Employer Identification Number (EIN): 81-3453852


Article I Name

The name of the Association shall be the DDC Players Association, hereafter referred to as the DDCPA. The DDCPA is incorporated as a nonprofit corporation in the State of Florida, USA.

Article II Administrative Location

The principal administrative location of the DDCPA shall be 114 Ferndale Drive, Tallahassee, FL 32301. The DDCPA may have other administrative locations either within or outside of Florida as the board of directors may designate or as the business of the DDCPA may require.  Most DDCPA administrative tasks conducted by the DDCPA will be electronic using the internet.

Article III Purpose

The purpose for which the DDCPA is organized is to promote the growth of double disc court (hereafter DDC) as a lifetime recreation and a competitive sport on a national and international basis. To achieve this purpose, the DDCPA shall disseminate information about DDC to the membership, media, and general public. In addition, the DDCPA shall further the purposes mentioned by conducting DDC events. Such events shall include, but not be limited to, competitions, demonstrations, and instructional programs. To foster these purposes, the DDCPA will:

A) Teach the sport of DDC.

B) Act as the official representative for DDCPA members and other DDC players to other entities seeking to patronize or gain information on the sport.
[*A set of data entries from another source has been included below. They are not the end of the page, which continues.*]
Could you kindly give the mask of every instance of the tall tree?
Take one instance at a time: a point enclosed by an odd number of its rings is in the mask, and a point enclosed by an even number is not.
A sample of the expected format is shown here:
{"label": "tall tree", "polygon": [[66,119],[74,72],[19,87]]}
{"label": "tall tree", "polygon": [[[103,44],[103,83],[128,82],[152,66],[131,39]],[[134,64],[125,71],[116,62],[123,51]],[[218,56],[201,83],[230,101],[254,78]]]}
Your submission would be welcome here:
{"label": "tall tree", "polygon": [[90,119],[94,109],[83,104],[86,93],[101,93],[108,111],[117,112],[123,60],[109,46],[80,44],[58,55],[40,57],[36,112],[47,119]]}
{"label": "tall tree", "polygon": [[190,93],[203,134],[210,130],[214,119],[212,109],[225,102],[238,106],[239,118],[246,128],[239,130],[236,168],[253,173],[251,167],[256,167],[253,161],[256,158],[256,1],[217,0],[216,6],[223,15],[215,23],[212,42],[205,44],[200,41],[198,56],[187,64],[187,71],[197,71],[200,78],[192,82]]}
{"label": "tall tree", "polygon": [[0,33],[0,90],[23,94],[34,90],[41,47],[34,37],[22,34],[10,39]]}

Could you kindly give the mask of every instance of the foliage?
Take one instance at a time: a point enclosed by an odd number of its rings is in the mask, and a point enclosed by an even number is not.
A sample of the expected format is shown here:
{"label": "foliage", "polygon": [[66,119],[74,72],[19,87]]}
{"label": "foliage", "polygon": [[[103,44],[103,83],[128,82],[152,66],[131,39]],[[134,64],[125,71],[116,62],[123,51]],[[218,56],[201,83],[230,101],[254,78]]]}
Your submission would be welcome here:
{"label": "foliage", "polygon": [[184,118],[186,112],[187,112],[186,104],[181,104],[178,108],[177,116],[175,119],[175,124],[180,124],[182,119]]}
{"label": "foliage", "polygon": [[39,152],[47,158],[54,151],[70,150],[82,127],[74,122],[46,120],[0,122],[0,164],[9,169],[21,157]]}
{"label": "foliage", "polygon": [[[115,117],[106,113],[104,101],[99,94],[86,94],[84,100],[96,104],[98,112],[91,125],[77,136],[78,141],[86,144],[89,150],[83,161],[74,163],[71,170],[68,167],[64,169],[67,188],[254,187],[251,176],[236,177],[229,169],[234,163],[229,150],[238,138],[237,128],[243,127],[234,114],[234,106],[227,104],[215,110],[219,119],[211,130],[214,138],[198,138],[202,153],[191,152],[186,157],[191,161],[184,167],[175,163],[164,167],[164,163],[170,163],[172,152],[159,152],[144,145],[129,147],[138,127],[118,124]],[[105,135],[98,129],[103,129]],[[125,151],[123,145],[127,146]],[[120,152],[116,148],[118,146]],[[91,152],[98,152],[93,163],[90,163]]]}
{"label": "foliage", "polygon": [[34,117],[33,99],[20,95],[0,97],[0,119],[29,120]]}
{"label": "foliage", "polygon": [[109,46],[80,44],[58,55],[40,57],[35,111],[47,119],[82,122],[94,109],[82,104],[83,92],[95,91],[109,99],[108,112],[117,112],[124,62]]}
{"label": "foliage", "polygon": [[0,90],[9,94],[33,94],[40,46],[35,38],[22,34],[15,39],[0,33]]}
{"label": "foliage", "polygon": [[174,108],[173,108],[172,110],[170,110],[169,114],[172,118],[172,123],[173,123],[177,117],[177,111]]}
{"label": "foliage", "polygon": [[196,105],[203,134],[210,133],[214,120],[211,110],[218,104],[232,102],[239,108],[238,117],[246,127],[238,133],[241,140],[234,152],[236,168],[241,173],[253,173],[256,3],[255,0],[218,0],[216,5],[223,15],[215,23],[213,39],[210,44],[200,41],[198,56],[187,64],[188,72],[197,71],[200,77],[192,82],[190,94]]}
C) Foster and conduct international, national, state, regional and area DDC competitions. For competitive play, the following three levels of representation are offered by the DDCPA:

D) Foster and facilitate DDC demonstrations and amateur competitions.

E) Provide information on international, national, state, and area DDC activities.

Article IV Assets

Section 1 In order to maintain funds necessary to carry out the purposes of the DDCPA, the DDCPA shall have the power to receive and hold money or other property for any of the purposes of the DDCPA, from whatever source derived.

Section 2 All funds of the DDCPA will be deposited in a checking and/or savings account determined by the board of directors.

Section 3 All checks drawn against the DDCPA’s account shall be signed by the director or the treasurer or by other such person or persons as the board of directors deem appropriate as set forth in the DDCPA spending policies.

Section 4 Leases and contracts may be signed by the director or treasurer or such other person or persons as the board of directors may authorize.

Section 5 No loans will be contracted on behalf of the DDCPA. No evidences or indebtedness shall be issued in its name unless authorized by a resolution of the board of directors and determined to be in the best interests of the DDCPA.

Section 6 The fiscal year conducting business shall begin of January 1st and end on December 31st.

Article V Membership

Section 1 Qualifications for membership are:

A) A desire to join the DDCPA, and

B) To agree to uphold the bylaws of the DDCPA.

Section 2 The annual dues for new and renewing members are set by the board of directors with input and ratification by the membership.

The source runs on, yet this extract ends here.